Molecular Imprinting of Phospholipids for Targeted Cell and Exosome Recognition

Phospholipids, integral to the composition of cell membranes and extracellular vesicles, play a pivotal role in numerous biological processes. The precise identification, localization, and isolation of these membrane phospholipids are crucial for sophisticated imaging and liquid biopsy. However, the structural diversity and amphiphilic nature of phospholipids present significant challenges. In this study, we have developed a novel molecular imprinting strategy that integrates reversed-phase microemulsions with molecular imprinting of phosphoryl group-directed epitopes to prepare molecularly imprinted polymers (MIPs). Titanium dioxide is employed as the core material to orient the phosphoryl groups, thereby facilitating the efficient alignment of the hydrophilic polar heads and hydrophobic fatty acid tails of phospholipids at the oil-water interface and enabling specific imprinting of the polar heads of phospholipids. Utilizing various types of phospholipids as template molecules, including phosphatidylserine (PS), sphingomyelin (SM), phosphatidylethanolamine (PE), and phosphatidylcholine (PC), the synthesized MIPs exhibit high efficiency and specificity in recognition.
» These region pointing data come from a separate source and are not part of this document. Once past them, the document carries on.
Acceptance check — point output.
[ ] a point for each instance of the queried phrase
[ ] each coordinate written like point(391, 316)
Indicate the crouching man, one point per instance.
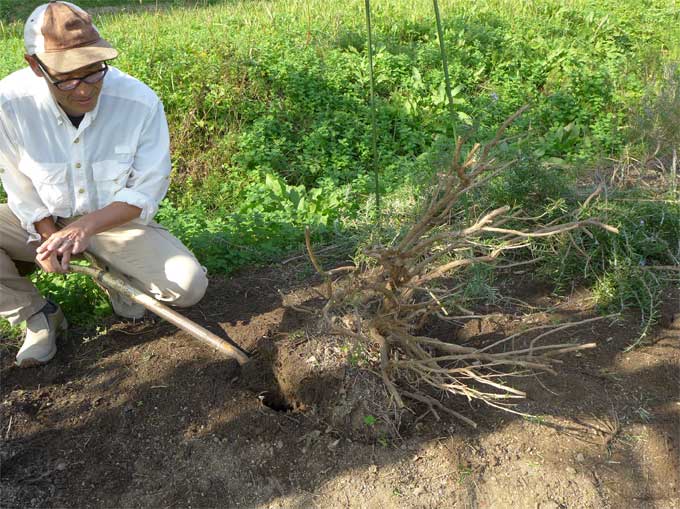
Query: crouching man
point(84, 160)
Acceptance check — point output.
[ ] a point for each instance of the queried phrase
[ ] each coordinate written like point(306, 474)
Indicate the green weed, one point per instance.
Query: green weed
point(269, 112)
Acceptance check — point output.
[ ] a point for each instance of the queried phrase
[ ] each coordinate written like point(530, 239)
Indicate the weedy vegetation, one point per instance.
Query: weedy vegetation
point(270, 116)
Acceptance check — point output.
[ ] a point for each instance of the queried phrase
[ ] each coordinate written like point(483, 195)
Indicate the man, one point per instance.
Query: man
point(84, 160)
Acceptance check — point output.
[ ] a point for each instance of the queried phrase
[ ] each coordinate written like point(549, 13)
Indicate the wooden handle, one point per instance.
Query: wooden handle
point(195, 330)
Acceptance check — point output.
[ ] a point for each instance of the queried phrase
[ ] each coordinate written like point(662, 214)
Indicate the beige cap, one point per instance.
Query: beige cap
point(63, 37)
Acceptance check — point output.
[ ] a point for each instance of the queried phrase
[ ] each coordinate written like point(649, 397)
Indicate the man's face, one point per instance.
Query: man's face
point(74, 102)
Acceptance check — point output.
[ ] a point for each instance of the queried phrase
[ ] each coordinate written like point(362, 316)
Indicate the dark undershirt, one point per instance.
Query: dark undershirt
point(76, 120)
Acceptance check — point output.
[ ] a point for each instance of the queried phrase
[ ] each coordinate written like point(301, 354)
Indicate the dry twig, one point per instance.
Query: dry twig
point(386, 303)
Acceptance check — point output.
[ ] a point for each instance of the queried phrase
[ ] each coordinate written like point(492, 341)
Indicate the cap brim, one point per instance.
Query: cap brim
point(72, 59)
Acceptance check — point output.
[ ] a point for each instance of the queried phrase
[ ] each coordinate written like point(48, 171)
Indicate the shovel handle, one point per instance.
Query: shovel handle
point(192, 328)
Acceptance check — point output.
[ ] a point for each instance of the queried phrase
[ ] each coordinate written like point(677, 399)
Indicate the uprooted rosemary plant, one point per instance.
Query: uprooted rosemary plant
point(384, 304)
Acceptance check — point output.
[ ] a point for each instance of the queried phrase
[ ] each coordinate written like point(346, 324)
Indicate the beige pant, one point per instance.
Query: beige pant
point(155, 261)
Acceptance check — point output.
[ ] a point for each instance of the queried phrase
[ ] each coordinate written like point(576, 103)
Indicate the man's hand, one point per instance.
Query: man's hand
point(74, 238)
point(61, 246)
point(51, 264)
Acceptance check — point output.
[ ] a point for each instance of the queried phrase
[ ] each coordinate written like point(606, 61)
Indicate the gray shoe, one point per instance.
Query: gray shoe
point(42, 329)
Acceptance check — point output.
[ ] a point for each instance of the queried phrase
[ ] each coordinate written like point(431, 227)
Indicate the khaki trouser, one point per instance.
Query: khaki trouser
point(155, 261)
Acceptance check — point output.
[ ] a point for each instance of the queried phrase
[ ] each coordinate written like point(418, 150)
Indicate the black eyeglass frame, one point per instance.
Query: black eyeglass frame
point(57, 83)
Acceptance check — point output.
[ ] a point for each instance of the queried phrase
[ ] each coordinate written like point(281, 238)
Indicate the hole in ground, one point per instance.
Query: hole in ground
point(276, 401)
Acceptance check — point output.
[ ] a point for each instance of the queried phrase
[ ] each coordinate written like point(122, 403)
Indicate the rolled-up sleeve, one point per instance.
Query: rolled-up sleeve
point(150, 173)
point(22, 197)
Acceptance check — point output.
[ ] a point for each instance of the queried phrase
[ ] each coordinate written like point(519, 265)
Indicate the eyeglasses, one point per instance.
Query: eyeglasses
point(72, 83)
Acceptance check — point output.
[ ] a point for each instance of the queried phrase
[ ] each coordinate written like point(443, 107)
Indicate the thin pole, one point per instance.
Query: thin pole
point(107, 279)
point(374, 129)
point(445, 63)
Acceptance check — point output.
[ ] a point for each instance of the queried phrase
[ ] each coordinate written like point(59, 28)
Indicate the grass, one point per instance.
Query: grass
point(268, 106)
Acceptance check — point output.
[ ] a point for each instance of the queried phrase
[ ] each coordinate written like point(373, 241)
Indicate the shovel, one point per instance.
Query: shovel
point(118, 285)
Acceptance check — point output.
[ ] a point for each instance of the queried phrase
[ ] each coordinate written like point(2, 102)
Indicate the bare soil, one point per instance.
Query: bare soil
point(145, 416)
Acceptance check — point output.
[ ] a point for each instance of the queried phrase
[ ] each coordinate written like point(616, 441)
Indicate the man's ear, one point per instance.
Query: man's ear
point(34, 65)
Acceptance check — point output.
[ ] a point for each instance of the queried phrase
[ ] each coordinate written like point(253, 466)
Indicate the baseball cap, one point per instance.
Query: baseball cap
point(63, 37)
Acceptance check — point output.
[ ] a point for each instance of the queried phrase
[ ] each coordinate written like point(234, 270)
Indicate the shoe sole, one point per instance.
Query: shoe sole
point(62, 333)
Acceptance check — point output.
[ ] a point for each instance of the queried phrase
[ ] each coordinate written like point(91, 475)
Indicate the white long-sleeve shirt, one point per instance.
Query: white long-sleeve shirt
point(120, 152)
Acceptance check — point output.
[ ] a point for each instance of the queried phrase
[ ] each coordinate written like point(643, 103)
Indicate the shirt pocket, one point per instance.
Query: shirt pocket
point(49, 180)
point(110, 176)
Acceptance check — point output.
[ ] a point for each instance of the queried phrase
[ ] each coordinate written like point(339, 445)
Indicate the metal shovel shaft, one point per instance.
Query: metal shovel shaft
point(195, 330)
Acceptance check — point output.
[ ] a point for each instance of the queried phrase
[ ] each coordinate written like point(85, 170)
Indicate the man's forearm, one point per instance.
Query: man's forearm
point(115, 214)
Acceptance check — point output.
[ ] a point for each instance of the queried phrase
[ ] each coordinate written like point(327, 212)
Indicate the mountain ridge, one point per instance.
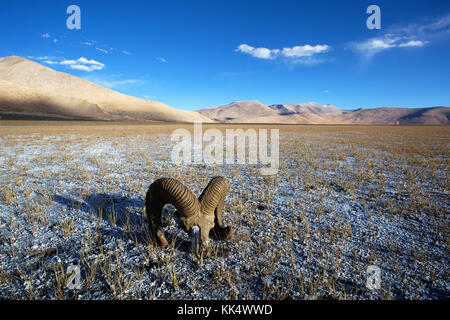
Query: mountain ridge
point(22, 76)
point(253, 111)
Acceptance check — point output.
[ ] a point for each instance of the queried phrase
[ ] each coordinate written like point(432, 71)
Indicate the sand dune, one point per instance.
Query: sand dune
point(55, 88)
point(314, 113)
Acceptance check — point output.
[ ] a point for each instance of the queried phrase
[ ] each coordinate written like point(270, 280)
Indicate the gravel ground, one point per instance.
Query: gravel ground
point(335, 207)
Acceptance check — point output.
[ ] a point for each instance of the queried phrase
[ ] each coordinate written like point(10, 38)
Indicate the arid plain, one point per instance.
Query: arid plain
point(345, 197)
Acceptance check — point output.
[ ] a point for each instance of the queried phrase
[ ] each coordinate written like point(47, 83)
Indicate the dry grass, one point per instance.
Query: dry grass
point(308, 232)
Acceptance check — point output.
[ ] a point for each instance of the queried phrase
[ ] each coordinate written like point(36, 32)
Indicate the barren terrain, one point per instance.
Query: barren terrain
point(345, 197)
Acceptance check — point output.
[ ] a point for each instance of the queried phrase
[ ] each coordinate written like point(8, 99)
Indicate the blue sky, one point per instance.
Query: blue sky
point(199, 54)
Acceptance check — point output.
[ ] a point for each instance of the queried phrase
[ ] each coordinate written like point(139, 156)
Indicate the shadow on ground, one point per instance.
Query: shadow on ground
point(123, 215)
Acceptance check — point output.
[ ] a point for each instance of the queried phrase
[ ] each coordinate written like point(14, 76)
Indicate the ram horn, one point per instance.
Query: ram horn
point(211, 203)
point(191, 218)
point(170, 191)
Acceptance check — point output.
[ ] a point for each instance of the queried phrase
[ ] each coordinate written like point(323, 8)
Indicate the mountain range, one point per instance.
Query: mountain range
point(314, 113)
point(29, 90)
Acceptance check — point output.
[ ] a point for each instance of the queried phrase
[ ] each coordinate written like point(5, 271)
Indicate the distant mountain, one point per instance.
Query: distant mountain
point(28, 89)
point(314, 113)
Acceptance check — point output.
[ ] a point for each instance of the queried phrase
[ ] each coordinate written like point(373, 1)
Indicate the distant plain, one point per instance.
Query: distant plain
point(345, 197)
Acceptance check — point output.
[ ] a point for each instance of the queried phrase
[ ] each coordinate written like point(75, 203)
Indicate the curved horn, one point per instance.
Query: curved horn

These MIPs hold great potential for the selective recognition of plasma membranes, offering an innovative strategy for the detection of low-abundance, specific phospholipids. Furthermore, PS-MIP demonstrates high specificity for targeting particular tumor cells, making it suitable for targeted drug delivery. The application of phospholipid-imprinted MIPs enables the efficient capture of exosomes from body fluids, thereby enabling the analysis of lipid metabolites via mass spectrometry in liver disease samples at various stages of the disease. This approach holds promise for a wide range of applications in exosome-based liquid biopsies, offering a novel method for the early detection and monitoring of diseases.